My super-random number generating algorithm goes something like this:
Seed and Reseed (every 8K)
- State buffer is filled with 64-bytes from the .NET Random class.
- The current Process working set size is xor folded into the buffer.
- The computer's tick count since boot is folded.
- A new Guid's bytes are folded.
- The buffer's MD5 hash is folded.
- The buffer's SHA1 hash is folded.
- The buffer's XxHash64 hash is folded.
- The buffer's XxHash32 hash is folded.
- Utc time tick count is folded.
- MD5 hash of the leading 256 UTF8 character bytes of a random Wikipedia article is folded.
- The XxHash64 of https://dayspedia.com/time/online/ containing a clock is folded.

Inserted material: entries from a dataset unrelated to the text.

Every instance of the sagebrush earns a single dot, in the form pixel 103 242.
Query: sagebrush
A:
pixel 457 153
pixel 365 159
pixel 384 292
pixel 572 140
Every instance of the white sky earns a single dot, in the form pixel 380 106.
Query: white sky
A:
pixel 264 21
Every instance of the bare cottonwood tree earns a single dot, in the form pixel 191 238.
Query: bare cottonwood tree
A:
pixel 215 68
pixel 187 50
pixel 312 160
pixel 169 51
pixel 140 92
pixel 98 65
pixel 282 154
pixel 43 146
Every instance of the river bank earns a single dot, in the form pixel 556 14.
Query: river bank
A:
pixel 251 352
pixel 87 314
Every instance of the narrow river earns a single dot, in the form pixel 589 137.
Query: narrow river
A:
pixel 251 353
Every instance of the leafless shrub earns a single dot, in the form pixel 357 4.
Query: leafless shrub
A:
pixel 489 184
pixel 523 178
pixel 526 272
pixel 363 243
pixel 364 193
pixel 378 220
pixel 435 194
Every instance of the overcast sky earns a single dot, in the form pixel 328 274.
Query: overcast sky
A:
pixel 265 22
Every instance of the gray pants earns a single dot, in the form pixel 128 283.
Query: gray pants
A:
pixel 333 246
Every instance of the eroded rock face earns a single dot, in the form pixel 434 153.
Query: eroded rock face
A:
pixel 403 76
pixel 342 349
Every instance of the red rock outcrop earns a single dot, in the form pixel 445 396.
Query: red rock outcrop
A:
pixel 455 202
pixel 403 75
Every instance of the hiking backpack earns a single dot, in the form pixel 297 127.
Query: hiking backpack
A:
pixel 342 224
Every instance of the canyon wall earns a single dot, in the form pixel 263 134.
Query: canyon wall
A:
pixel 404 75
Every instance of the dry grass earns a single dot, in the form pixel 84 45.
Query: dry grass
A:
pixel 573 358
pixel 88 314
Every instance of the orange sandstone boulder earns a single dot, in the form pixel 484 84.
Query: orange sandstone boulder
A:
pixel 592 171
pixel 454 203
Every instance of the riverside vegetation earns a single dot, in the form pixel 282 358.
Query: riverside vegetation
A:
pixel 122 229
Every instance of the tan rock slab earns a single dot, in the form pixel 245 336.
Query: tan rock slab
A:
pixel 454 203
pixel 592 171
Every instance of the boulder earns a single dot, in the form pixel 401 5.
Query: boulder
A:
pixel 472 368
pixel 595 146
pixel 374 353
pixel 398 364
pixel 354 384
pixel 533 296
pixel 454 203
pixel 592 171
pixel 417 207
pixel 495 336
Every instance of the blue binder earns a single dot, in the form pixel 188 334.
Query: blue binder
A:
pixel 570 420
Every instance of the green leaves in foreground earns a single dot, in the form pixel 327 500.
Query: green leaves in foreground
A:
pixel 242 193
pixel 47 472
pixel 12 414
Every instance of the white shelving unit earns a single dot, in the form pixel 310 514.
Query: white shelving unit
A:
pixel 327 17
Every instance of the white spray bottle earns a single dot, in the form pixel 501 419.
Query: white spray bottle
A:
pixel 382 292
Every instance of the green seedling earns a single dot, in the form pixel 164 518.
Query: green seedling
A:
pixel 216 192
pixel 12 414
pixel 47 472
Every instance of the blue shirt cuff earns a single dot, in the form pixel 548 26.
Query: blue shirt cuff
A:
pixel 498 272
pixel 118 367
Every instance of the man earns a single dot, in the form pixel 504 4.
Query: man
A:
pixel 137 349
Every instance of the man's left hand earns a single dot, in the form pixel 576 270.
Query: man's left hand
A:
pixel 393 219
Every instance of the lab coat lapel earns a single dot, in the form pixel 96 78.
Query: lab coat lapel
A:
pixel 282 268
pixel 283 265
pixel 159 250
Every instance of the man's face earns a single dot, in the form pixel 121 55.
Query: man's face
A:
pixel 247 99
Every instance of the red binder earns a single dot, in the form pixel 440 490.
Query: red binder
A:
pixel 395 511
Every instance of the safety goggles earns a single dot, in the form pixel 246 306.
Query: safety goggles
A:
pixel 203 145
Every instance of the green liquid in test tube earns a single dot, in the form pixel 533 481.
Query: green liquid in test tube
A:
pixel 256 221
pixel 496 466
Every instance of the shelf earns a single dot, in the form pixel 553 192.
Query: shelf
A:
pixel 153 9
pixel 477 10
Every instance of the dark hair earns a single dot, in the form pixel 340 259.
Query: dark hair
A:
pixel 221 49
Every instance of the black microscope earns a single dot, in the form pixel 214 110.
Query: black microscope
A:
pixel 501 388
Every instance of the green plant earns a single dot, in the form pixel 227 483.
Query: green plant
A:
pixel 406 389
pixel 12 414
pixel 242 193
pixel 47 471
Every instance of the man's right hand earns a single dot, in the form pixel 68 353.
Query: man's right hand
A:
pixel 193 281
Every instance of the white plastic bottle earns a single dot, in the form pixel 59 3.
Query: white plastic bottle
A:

- 17 bytes of crypto RNG bytes are folded.
Step every 64 bytes
Similar to the Seed process, but the state buffer is updated by xor folding in the following order.
- New Guid
- 5 bytes of .NET Random (only on Saturday and Sunday)
- XxHash32
- MD5
- Timer tick count since boot
- XxHash64
- SHA1
- Utc time tick count
- If state[0] >= 0x80 then 17 bytes of crypto RNG
- The previous state buffer rotated 11 bytes (to create a Cipher Block Chaining effect)
The 64-byte state buffer is seeded and recalculated by such a cruel barrage of hashing and bit mangling that I'll be utterly shocked if it
doesn't produce "Super-random" numbers.
But I'll just have to assume I'm correct until I can figure out how to pass a large block of output
data into a randomness quality test (I can't find an online test that looks usable and respectable)
.
Update — On Christmas day 2023 I found the Random Bistream Tests site where you can feed in a string of '1' and '0' and they are passed through a series of tests. Passing a binary string as a parameter is really weird and I had to write some script to convert the Yotta output into the correct format. A discussion of the results is in a section below.
What makes this random number generator so stupid are the following points:
- It has absolutely no theory behind it (despite Kunth's insistence).
- It's really inefficient. I haven't measured the performance, but I'm guessing it runs at about 1% of the speed of popular pseudo-random number generators.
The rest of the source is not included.